The core of this project can be shortly (and roughly) described as project in Geometric Metric Theory and curvature equations in non-Euclidean structures. It is worthwhile from the very beginning to state clearly that, when we mention non-Euclidean structures, we refer to metric structures that are not Euclidean at any scale. Thus, the model we have in mind are not Riemannian manifolds, but better the so-called sub-Riemannian manifolds and fractals, or even fractals in sub-Riemannian spaces. In the last few years, sub-Riemannian structures have been largely studied in several respects, such as differential geometry, geometric measure theory, subelliptic differential equations, complex variables, optimal control theory, mathematical models in neurosciences, non-holonomic mechanics, robotics.

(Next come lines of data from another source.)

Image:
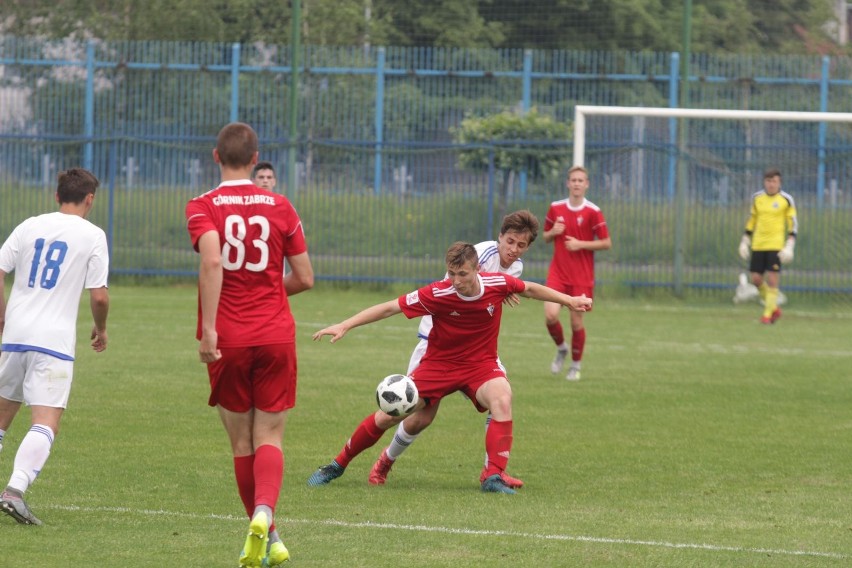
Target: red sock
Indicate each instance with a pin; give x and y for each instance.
(365, 436)
(556, 333)
(578, 341)
(244, 473)
(268, 475)
(498, 444)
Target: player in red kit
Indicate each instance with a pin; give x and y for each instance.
(577, 228)
(246, 329)
(466, 308)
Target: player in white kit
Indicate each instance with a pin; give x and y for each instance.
(517, 233)
(54, 257)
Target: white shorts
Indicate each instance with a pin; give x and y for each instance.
(36, 379)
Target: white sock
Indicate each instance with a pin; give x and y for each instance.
(266, 510)
(401, 441)
(31, 457)
(487, 423)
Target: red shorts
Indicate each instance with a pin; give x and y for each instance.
(437, 379)
(262, 377)
(572, 290)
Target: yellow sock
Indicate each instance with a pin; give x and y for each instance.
(770, 301)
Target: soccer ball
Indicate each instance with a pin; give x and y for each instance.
(397, 395)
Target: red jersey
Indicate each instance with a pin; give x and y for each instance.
(464, 329)
(257, 230)
(586, 222)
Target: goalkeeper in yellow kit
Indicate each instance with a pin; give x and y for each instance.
(770, 237)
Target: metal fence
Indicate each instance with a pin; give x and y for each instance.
(376, 175)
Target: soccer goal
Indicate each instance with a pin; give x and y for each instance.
(685, 188)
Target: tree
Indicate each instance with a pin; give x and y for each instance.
(514, 143)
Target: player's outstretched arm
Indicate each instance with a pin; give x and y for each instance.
(545, 294)
(99, 300)
(369, 315)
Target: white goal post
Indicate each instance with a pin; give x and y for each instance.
(582, 111)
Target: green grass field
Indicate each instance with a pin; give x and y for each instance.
(697, 437)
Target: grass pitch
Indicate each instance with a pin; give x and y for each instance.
(697, 437)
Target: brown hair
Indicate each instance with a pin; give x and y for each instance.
(236, 144)
(75, 184)
(578, 169)
(461, 253)
(262, 166)
(522, 221)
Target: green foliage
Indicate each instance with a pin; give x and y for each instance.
(530, 142)
(719, 26)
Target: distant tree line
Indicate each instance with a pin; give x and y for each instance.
(718, 26)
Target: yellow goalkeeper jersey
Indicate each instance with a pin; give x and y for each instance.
(772, 218)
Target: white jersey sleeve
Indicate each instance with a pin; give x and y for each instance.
(54, 257)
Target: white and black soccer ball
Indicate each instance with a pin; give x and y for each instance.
(397, 395)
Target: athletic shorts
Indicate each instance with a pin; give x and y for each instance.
(35, 378)
(764, 261)
(262, 377)
(572, 290)
(437, 379)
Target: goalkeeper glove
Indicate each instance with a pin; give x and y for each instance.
(745, 247)
(785, 255)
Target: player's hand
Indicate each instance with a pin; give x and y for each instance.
(745, 247)
(558, 227)
(99, 339)
(580, 303)
(207, 351)
(512, 300)
(336, 332)
(785, 255)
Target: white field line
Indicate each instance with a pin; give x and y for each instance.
(473, 532)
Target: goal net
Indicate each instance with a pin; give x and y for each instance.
(683, 189)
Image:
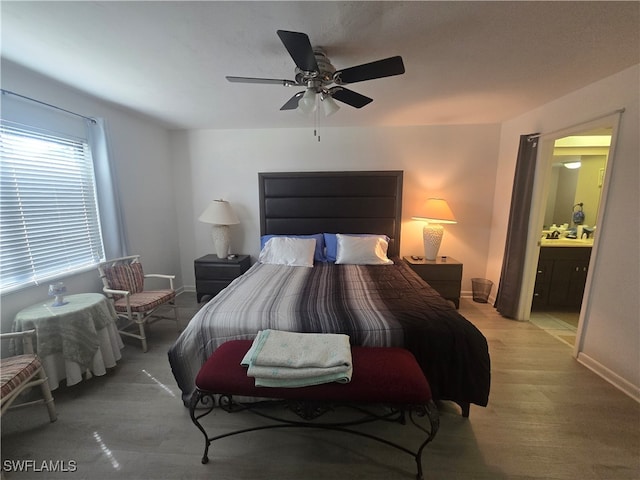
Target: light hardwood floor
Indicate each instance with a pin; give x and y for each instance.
(548, 418)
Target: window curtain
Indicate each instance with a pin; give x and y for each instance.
(113, 231)
(510, 285)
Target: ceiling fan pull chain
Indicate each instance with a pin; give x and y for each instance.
(316, 129)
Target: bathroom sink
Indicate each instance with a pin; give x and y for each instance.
(566, 242)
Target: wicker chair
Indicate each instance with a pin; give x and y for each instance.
(123, 282)
(22, 372)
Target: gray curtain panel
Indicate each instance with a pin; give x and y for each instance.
(510, 284)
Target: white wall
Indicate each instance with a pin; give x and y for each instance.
(139, 148)
(611, 336)
(455, 162)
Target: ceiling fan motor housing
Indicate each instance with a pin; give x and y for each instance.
(323, 76)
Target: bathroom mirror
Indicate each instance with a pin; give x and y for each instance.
(577, 176)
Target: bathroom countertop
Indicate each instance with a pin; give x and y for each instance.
(566, 242)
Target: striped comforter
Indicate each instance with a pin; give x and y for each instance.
(383, 305)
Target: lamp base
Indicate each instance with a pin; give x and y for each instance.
(432, 236)
(220, 236)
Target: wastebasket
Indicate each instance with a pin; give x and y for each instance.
(481, 289)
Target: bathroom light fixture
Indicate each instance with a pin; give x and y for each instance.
(572, 165)
(220, 215)
(435, 212)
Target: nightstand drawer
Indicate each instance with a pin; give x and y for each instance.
(213, 274)
(438, 272)
(219, 272)
(444, 275)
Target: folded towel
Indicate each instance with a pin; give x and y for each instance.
(283, 382)
(290, 359)
(299, 350)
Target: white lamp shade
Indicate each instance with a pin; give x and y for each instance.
(219, 212)
(436, 210)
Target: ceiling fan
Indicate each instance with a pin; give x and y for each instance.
(315, 72)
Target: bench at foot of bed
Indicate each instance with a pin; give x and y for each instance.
(387, 384)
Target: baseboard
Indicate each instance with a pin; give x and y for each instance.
(469, 294)
(613, 378)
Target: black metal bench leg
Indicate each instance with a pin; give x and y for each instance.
(431, 411)
(196, 398)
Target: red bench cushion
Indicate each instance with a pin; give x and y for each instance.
(380, 375)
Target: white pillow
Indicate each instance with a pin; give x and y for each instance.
(362, 250)
(295, 252)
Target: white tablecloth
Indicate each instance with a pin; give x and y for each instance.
(76, 339)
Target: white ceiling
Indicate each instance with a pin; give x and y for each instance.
(466, 62)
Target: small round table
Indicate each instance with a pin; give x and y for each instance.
(78, 337)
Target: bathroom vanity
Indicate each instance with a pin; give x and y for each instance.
(563, 265)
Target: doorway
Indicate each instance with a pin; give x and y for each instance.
(543, 181)
(571, 210)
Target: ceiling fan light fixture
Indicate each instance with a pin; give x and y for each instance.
(329, 105)
(307, 104)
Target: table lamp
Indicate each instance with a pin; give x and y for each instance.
(58, 290)
(435, 212)
(220, 215)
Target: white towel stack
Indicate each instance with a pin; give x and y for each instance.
(290, 359)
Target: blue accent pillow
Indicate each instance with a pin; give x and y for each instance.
(318, 254)
(331, 243)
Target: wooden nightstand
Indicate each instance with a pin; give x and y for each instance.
(213, 273)
(444, 274)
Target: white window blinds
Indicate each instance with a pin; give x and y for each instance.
(49, 223)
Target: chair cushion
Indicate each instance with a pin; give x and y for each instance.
(14, 371)
(380, 375)
(128, 277)
(144, 301)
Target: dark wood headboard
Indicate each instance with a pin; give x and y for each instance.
(301, 203)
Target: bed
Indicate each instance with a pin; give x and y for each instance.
(376, 305)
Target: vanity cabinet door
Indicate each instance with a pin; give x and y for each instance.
(561, 277)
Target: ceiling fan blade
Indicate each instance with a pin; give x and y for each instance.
(349, 97)
(270, 81)
(292, 103)
(299, 47)
(369, 71)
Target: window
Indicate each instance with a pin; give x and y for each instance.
(49, 222)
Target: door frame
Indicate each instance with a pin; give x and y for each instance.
(541, 186)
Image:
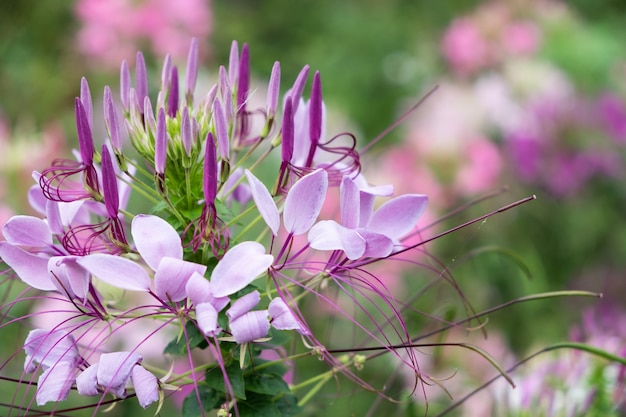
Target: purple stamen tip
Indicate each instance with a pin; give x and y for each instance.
(243, 81)
(160, 146)
(109, 184)
(287, 131)
(85, 139)
(315, 109)
(172, 99)
(273, 90)
(111, 120)
(141, 78)
(186, 131)
(192, 69)
(210, 170)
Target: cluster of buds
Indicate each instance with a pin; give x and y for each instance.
(213, 256)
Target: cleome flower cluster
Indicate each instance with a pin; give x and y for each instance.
(199, 218)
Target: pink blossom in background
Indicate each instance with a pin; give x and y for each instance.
(464, 47)
(113, 30)
(480, 170)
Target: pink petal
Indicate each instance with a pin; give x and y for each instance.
(146, 386)
(27, 231)
(304, 202)
(241, 265)
(155, 239)
(117, 271)
(398, 216)
(87, 381)
(376, 245)
(242, 305)
(264, 202)
(49, 348)
(69, 277)
(283, 318)
(171, 278)
(114, 371)
(31, 269)
(329, 235)
(55, 383)
(349, 203)
(198, 290)
(251, 326)
(206, 315)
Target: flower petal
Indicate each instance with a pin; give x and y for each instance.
(282, 318)
(304, 202)
(49, 348)
(69, 277)
(155, 238)
(117, 271)
(264, 202)
(27, 231)
(251, 326)
(146, 386)
(206, 315)
(114, 371)
(329, 235)
(171, 278)
(242, 305)
(376, 245)
(349, 202)
(398, 216)
(241, 265)
(31, 269)
(198, 290)
(87, 381)
(55, 383)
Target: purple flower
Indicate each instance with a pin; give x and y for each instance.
(56, 353)
(363, 232)
(112, 374)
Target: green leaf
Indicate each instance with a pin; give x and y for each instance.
(258, 406)
(210, 399)
(194, 338)
(215, 380)
(266, 383)
(288, 406)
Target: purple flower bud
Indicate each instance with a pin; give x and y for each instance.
(111, 121)
(148, 116)
(192, 70)
(273, 90)
(109, 184)
(243, 81)
(160, 146)
(166, 72)
(85, 140)
(172, 99)
(233, 63)
(298, 87)
(85, 97)
(186, 131)
(210, 170)
(125, 85)
(225, 90)
(315, 110)
(287, 132)
(221, 130)
(141, 78)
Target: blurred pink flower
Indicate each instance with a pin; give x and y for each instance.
(464, 47)
(521, 38)
(113, 30)
(480, 170)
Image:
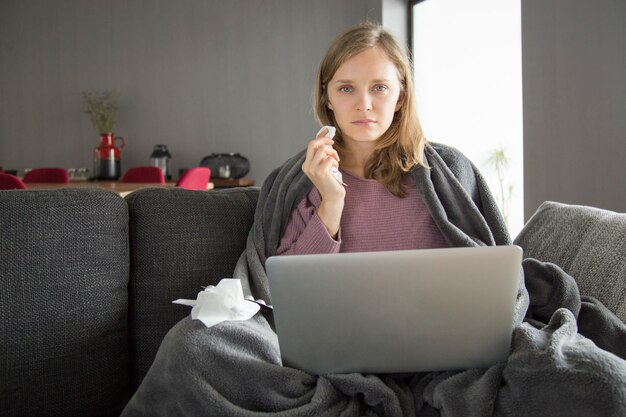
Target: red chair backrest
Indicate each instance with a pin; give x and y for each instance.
(59, 175)
(144, 174)
(11, 182)
(195, 178)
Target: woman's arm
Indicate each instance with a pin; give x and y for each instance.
(305, 232)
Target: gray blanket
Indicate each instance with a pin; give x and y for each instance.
(234, 368)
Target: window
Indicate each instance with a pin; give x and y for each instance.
(468, 82)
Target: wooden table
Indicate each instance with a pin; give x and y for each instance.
(232, 182)
(122, 188)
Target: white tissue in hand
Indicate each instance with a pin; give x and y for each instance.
(331, 134)
(337, 174)
(331, 131)
(222, 302)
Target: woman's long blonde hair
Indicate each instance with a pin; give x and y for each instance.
(402, 146)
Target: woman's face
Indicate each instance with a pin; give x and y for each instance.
(364, 94)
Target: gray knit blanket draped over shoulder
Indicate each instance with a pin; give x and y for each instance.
(234, 368)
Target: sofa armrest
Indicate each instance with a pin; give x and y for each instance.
(586, 242)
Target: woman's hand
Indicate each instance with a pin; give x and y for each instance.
(321, 158)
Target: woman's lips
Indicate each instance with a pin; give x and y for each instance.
(363, 122)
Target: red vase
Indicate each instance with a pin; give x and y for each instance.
(106, 157)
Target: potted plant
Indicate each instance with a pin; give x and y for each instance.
(101, 106)
(499, 160)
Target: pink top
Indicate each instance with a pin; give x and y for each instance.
(373, 219)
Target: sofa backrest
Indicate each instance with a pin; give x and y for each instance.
(180, 241)
(63, 303)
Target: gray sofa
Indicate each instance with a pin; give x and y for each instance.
(87, 280)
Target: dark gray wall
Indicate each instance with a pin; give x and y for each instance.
(200, 76)
(574, 76)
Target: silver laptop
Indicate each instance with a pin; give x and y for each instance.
(400, 311)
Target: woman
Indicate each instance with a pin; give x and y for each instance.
(364, 88)
(428, 196)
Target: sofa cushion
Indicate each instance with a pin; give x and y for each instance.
(63, 303)
(587, 242)
(180, 241)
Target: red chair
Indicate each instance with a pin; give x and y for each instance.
(11, 182)
(57, 175)
(144, 174)
(195, 178)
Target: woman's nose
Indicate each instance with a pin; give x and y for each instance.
(363, 102)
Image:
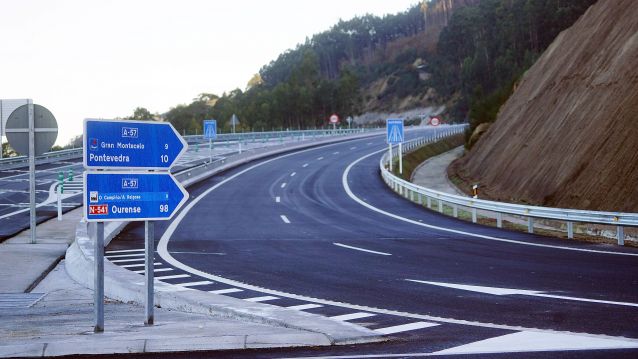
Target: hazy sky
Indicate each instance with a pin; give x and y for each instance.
(102, 59)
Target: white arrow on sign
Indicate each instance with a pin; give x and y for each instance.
(507, 291)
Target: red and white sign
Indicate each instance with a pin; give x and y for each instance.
(99, 209)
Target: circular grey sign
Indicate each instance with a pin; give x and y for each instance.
(17, 130)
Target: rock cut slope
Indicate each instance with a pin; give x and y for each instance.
(568, 136)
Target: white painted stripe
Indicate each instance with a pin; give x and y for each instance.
(128, 260)
(125, 251)
(305, 306)
(352, 316)
(126, 255)
(176, 276)
(261, 299)
(346, 186)
(405, 327)
(139, 265)
(156, 270)
(195, 284)
(226, 291)
(361, 249)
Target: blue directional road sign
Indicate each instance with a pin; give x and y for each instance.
(131, 196)
(113, 144)
(210, 129)
(394, 129)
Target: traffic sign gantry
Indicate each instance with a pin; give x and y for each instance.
(113, 144)
(394, 128)
(131, 196)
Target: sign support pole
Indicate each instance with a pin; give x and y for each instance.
(390, 155)
(400, 157)
(149, 234)
(32, 219)
(99, 278)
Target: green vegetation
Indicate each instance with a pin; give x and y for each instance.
(413, 159)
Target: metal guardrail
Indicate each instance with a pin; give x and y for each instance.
(411, 190)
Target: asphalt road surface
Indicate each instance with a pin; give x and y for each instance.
(318, 230)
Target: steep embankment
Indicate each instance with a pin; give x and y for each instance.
(568, 136)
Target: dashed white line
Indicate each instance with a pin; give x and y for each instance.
(261, 299)
(405, 327)
(305, 306)
(353, 316)
(361, 249)
(226, 291)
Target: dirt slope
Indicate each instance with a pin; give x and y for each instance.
(568, 136)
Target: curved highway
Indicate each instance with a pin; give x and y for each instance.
(318, 230)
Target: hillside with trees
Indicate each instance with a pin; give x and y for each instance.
(464, 54)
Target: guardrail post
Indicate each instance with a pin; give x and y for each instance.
(570, 230)
(530, 225)
(620, 234)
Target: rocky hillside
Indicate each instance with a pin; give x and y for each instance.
(568, 136)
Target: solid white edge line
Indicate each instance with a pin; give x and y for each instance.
(162, 250)
(346, 186)
(361, 249)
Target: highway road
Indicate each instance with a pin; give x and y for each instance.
(317, 230)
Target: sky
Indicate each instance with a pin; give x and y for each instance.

Among all sub-Riemannian structures, a prominent position is taken by the so-called Carnot groups (simply connected Lie groups G with stratified nilpotent algebra), which play versus sub Riemannian spaces the role played by Euclidean spaces (considered as tangent spaces) versus Riemannian manifolds. The notion of dimension is crucial in our approach: the non-Euclidean character of the structures we are interested to study hides in the gap between the topological dimension of a group G and its metric dimension. Isoperimetric inequalities, analysis on fractal sets, quasiconformal and quasiregular maps are a typical manifestations of the metric dimension versus the topological dimension. In addition, dimension phenomena appear in a crucial way when dealing with intrinsic curvature in submanifolds of Carnot groups and in the curvature equations.

### Research Activity (Work Packages)

#### WP 1: Geometric Measure Theory

**Objectives**

Geometric measure theory is intimately connected with the calculus of variations, rectifiability,
potential theory and fractal geometry. Our work encompasses aspects of these subjects in the
setting of sub-Riemannian geometry and more general metric spaces. A deep understanding
of the structure of nonsmooth or fractal sets via the methods of geometric measure theory is
essential in the constructive aspects of mapping theory and geometric pde.

#### WP 2 : Mapping Theory

**Objectives**

A deep understanding of the properties of mappings in various classes clarifies the internal
geometric structure of the target and source spaces. In our research we focus on metric
properties measuring distortion of size and shape (quasiconformality, Lipschitz continuity) as
well as differential properties (Sobolev, harmonic and wave maps).

#### WP 3: Differential Form

**Objectives**

It is well known that differential forms on a manifold hides a large amount of information on the
topology of the manifold itself. In the last few years, an intrinsic complex of differential forms
has been associated in a natural way with any Carnot group following an idea due to M.
Rumin. We want to carry on the study of these forms, in collection with quasiregular maps in
groups.

#### WP 4: Geometric PDE's

**Objectives**

The general objective of the work is to describe surfaces of the subriemannian space through
one of its most important geometric invariant: curvature. Precisely we will study mean
curvature equations in Lie groups and Levi curvature in CR manifolds.